20 Responses to “Home Tomorrow.”

  1. Katya says:

    Linda I’m so sorry to hear about your niece. I’m glad to know you and Pat are traveling together. I love you and I’m thinking of you.

  2. Angela says:

    So so sorry and I too am glad you and pat are together.
    Sending so much love

  3. Mary Kay says:

    Safe travels home. Thinking of you and your family. MK

  4. Judy says:

    Dear Linda, travel safely and please let us know however we can help. I’m so grateful that you and Pat are together on this leg of the trip. We are so sorry for your loss. XOXOX, Judy

  5. Somer says:

    My thoughts and prayers are with you and your family. Thanks for sharing your journey with us; through thick and thin.

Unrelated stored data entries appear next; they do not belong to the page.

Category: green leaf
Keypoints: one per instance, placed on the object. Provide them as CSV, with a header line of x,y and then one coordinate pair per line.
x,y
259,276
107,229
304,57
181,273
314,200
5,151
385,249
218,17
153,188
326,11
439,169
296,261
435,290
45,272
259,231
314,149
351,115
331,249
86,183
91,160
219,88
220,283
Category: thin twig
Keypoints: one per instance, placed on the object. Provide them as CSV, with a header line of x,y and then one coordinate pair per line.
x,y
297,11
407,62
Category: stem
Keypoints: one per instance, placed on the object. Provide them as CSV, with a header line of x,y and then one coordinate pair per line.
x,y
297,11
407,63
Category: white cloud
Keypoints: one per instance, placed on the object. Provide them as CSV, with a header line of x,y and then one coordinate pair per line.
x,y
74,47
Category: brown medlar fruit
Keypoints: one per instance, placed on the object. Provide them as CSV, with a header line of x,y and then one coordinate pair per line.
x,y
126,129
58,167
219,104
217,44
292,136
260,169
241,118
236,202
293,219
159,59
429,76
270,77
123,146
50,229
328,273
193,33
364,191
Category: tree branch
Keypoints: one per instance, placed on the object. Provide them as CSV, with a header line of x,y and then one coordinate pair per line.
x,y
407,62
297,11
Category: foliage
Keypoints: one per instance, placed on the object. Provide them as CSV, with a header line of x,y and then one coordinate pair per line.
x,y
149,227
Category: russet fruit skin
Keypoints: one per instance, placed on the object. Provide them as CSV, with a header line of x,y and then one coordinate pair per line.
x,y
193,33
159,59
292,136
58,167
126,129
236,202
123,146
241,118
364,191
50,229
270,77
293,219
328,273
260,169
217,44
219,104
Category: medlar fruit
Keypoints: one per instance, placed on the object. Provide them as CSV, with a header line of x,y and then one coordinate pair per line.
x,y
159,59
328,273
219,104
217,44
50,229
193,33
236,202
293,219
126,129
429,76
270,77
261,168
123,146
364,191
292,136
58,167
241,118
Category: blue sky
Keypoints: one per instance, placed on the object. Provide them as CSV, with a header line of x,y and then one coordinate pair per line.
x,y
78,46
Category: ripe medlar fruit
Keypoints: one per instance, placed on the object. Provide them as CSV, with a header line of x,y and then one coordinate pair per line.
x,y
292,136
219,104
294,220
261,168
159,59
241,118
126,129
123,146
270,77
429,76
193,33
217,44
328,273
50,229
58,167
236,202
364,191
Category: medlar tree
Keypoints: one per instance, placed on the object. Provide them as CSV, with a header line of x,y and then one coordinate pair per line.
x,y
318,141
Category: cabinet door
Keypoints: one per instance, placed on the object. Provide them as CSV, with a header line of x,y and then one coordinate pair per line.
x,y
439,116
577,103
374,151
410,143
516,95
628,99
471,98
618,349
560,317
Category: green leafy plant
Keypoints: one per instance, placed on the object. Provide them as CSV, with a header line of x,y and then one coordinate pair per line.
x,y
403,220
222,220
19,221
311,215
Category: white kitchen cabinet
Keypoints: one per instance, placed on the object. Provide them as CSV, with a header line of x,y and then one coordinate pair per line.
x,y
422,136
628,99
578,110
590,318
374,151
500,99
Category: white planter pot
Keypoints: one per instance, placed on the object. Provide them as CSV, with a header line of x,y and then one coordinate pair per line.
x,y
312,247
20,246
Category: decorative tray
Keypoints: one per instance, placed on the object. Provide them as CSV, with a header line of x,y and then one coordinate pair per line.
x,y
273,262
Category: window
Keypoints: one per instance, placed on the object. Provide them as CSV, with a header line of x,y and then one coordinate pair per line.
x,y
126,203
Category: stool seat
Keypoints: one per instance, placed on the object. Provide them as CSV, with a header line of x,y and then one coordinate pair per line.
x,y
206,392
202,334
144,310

  6. Joanna Pfeiffer says:

    So sad & so sorry for the shocking loss of your Niece, safe travels lots of love to you!!

  7. Lucy Shaver says:

    So sorry this was not the time to do the entire trail…very sorry to hear of the death in the family…you and Pat have both had an incredible experience and may be ready to attack that trail another year. Sending love and some sadness your way.

    • Linda Jeffers says:

      Thanks Lucy. I haven’t been back to my blog until today and saw your comment and all the others. You are a loyal follower and supporter of me and all that goes on in my life. I appreciate you.

  8. LR says:

    Applause for your knowing so quickly that you were needed as support in another part of the world….the exact opposite of selfishness and self centeredness.
    Safe travels. Please give my condolences to Ginny and her family. Also I hope Pat recovers quickly and completely.

    • Linda Jeffers says:

      Thanks buddy. Finally recovering from having been on total empty. I will give your condolences to Ginny and her family. xxoo

  9. Tom says:

    Sad to hear of all your situations but God knows best I think will prayer for you and family Tom/ yvonne

  10. I know this took place some weeks ago, but I still want to say how sorry I am for you about the message you received from home. I have followed your camino through joy and hardship and believe it was a great experience even with the sad ending of it all. Wish you all the best (and of course I hope – and believe – that Pat got her tooth pain fixed, too).

    • Linda Jeffers says:

      Thank you for your comment. You are correct, it was a great experience even with the sad ending. Pat and I both agree we experienced and learned a lot and value the time we had on the Camino. I don’t think I’d go back and do the Camino Frances Pilgrimage however. It is extremely crowded at the start and there is a drive mentality to race to get to an Albergue or Hotel to assure getting a place to sleep at night that doesn’t feel quite right. Pat is healing well. The doctors believe when all the interior swelling goes down her teeth problems will correct themselves.